“Please, continue your dinner,” Darius said. “I will attend her. Perhaps something simple delivered to the library will help.”
With that, he left in pursuit of his one hope of keeping his creditors at bay.
Chapter 15
Blanche stood by the window in the library. She twisted a handkerchief in her hands and looked deeply distressed.
“Blanche?” Darius made her name into a question. “What is really wrong?”
“I wish I knew,” Blanche replied. “I am following all my physician’s orders, yet I continue to feel pale. I am always a little sad. What is wrong with me, Darius? Why do you not love me?”
This question took Darius aback. Somehow he had never considered that Blanche might have feelings of any sort. She was simply a destination, a thing he had to do in the future.
Love her? People married for convenience, for advantage, but rarely for love.
“I am sorry, Blanche. It had never occurred to me that you desired love. It seemed to me that you were focused on your gowns, on jewels, pretty flowers, and holding the perfect conversation that is all about nothing.”
“Of course that’s how I seem,” she replied. “That is what they teach us in finishing school. Featherhead, feather-light, sweet and charming, with not so much as a solid thought between our ears. But I do have them, Darius. I do have solid thoughts, and I do feel ill, and no one believes me.”
Darius stared at her for a moment. “Just how ill do you feel, Blanche?”
“Oh not unto death, just weary, as if I have no life, no energy.”
“That is a terrible feeling,” he said, recognizing some of his own apprehensions and discomfort in her statement. “Perhaps we should try a different physician. Not all of them ascribe to the same school of thought.”
“Do you think it would help?” she asked
“I think it would not hurt to ask,” he said. “Is there a reason why you have not?”
“Physicians are very expensive,” Blanche replied. “My mother and father have already spent a great deal on treatments and experimental medicines. I do not know what to do. I do not want to beggar my parents, so that when I marry they will have nothing left on which to live. The dowry is set aside and cannot be touched or changed.”

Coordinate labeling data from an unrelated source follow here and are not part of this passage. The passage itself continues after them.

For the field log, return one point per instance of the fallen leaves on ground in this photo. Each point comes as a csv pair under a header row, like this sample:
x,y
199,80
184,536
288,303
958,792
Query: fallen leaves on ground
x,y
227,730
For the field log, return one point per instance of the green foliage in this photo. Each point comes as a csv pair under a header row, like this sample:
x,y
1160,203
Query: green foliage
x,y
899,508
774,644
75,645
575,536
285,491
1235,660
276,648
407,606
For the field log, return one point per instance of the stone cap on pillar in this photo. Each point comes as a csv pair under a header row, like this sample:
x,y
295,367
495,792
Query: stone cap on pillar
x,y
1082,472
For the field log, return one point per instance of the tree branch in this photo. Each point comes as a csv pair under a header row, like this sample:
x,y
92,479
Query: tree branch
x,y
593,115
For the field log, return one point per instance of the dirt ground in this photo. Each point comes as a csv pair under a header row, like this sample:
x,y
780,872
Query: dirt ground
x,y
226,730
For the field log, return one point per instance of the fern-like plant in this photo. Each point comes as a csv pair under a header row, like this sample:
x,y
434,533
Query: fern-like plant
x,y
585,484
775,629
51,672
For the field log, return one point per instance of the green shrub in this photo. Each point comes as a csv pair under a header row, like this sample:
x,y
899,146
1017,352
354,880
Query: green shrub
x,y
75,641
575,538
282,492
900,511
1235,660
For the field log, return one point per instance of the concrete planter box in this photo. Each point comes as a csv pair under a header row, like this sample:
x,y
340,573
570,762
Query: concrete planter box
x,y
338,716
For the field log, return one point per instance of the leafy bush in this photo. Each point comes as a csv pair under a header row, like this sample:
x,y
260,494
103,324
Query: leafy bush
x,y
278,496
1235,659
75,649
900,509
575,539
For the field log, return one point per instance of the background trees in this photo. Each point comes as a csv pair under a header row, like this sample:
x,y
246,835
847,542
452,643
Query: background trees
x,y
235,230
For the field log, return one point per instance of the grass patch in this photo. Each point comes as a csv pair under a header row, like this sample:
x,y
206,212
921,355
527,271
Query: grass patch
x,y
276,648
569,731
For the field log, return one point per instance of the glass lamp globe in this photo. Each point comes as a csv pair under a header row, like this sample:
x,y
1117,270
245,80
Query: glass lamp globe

Darius felt the blood drain from his face. “Your parents are in financial difficulty.”
“And have been for some time,” Blanch replied. “That is why we have not hastened this marriage. Although the dowry cannot be touched, the proceeds from it constitute a large part of their yearly income. My father made some bad investments, and although he is slowly recouping, he has a good way to go before he and my mother will be secure.”
“Blanche, I had no idea,” Darius said. “Why did you not tell me this sooner?”

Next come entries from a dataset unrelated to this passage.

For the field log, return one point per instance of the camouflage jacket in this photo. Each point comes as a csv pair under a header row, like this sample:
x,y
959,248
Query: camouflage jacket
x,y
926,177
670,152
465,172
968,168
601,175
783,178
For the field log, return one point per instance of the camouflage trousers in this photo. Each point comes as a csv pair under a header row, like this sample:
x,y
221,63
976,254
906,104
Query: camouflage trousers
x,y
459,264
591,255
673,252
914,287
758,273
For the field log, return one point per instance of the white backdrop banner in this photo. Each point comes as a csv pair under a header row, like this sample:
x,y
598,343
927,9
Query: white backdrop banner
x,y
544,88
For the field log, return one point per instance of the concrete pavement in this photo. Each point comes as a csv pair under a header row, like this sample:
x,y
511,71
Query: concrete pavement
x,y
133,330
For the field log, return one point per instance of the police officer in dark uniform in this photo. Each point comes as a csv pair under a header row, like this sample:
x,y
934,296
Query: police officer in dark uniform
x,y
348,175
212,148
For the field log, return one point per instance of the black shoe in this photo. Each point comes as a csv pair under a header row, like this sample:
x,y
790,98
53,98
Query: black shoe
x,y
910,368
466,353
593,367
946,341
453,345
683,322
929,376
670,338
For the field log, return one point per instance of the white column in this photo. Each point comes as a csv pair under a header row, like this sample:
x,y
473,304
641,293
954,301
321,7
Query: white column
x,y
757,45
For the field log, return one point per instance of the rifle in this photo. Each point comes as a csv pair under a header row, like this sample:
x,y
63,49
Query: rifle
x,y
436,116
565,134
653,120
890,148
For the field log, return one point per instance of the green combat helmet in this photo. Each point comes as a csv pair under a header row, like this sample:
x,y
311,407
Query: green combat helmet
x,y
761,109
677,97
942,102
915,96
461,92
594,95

Blanche gave him a thin, rather wan smile. “Darius, do you think that I do not know that our pending nuptials are holding off your creditors?”
This was a side of Blanche that Darius had not seen before. He paused, wordless.

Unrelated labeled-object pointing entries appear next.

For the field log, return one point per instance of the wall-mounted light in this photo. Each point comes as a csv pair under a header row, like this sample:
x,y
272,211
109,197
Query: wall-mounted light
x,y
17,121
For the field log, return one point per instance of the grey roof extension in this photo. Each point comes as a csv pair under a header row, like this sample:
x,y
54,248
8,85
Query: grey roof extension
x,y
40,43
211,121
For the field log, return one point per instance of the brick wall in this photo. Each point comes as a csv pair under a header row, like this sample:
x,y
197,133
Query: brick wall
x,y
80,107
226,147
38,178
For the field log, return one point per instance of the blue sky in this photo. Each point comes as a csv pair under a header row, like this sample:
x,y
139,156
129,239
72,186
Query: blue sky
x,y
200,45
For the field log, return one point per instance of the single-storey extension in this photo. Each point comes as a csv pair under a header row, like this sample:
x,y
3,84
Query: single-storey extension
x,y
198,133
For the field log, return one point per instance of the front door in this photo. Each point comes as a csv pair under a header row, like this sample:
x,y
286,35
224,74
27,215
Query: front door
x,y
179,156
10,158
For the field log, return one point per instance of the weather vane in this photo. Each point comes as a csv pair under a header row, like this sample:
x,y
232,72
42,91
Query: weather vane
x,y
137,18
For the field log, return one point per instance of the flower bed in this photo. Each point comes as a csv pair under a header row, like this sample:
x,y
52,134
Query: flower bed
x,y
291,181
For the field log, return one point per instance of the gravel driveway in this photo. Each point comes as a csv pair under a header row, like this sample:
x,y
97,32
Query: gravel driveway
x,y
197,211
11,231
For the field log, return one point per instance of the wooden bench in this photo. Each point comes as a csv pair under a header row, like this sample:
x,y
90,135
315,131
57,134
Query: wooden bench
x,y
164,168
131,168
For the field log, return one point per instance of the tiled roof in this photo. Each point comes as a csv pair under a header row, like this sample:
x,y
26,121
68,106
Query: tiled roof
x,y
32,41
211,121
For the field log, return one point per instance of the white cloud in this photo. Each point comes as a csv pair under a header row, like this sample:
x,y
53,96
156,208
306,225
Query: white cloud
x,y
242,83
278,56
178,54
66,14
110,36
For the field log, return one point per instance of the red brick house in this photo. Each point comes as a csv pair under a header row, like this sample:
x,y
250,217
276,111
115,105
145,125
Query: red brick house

“Do you think I have not seen how you look at your mother's latest companion? She is everything that I am not. She is pretty, has a lovely figure, is well-spoken and well-read.”
“You are well-read,” Darius put in trying to put as good a face on this situation as he could.
“I am,” she replied, “but perhaps not as well-read as Mrs. Swinton. You will make her your mistress, will you not?”
“I’m not sure she will allow it,” Darius said, not denying the charge. “She has told me rather pointedly that she is not interested in such an arrangement.”
“Yet you keep trying,” Blanche said bitterly, “and you keep pushing me away.”
Darius said, “If you were honest with me more often, as you are being now, I would be less inclined to push you away. I believe that this is the first frank conversation we have had since we were ten years of age.”
“As I recall,” Blanche said, “I told you, at that point, that you were horrible and I never wanted to marry. And you told me that it did not matter, girls did as they were told.”
“I did say we were honest,” Darrius remarked. “Then it was not long after that our fathers announced that they had arranged this. It is supposed to conjoin your estate and mine, and create a solid situation for both of us.”
‘What shall we do now?” Blanche asked.